British undergraduate and PGCE students can apply for a loan through their Local Education Authority (LEA) or the Student Awards Agency for Scotland (SAAS). The LEA or SAAS then assesses the application and determines the amount that the student is eligible to borrow, as well as how much, if any, tuition fees the students' parents must pay. The family income, whether the student will be living at home, away from home or in London, disabilities and other factors are taken into account. 75% of the full loan (around £3,000) is available to all students, with only the final 25% being means tested (taking the total available up to as much as £4,000). It is paid in three installments during each year of the student's course (one per term). Special rules apply for some courses and for part-time courses.

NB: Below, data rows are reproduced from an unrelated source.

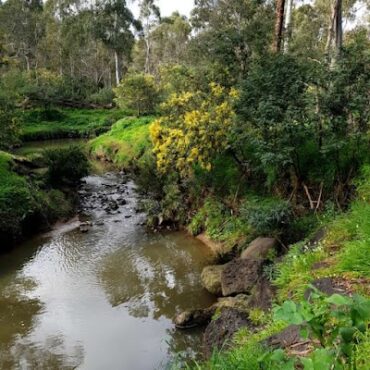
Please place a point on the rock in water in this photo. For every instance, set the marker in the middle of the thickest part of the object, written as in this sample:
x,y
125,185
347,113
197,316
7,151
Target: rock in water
x,y
223,329
85,227
211,278
194,318
260,248
240,275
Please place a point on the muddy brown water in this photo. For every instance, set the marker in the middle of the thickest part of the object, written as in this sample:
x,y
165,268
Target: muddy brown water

Loans are provided by the Student Loans Company and do not have to be repaid until the student has completed their course and is earning £10,000 a year (£15,000 a year from 2006). The interest rate is updated annually and is tied to inflation (currently 2.6%), making the loan interest-free in real terms. The loan is normally re-paid using the PAYE system, with about 9% of the graduate's salary automatically being deducted to pay back the loan. There is no time limit for when the debt must be cleared.

A recent higher education bill has been passed that will make significant changes to the loans system from 2006. Up front tuition fees will be abolished, with the fee being added to the student's loan for them to pay back after there course is finished. However, instead of the tuition fee being fixed at around £1,000 for all universities (which, due to means testing, not all have to pay), universities will be able to charge varable fees of up to £3,000. This will significantly increase most graduates' debt and critics argue that it will create tiers of "expensive" and "cheap" universities. The main fear is that this will make university finacially inaccessible to many students. As a result, there have been national demonstrations and protests by student unions. The changes will only affect students from England who go to university in England or Scotland (English students who study in Wales will only be liable for the current £1,000 tution fees). Students from Scotland or Wales will continue to pay no tuition fees wherever they study in the UK. Northern Ireland has not yet decided on whether to adopt the changes and to whom they will apply.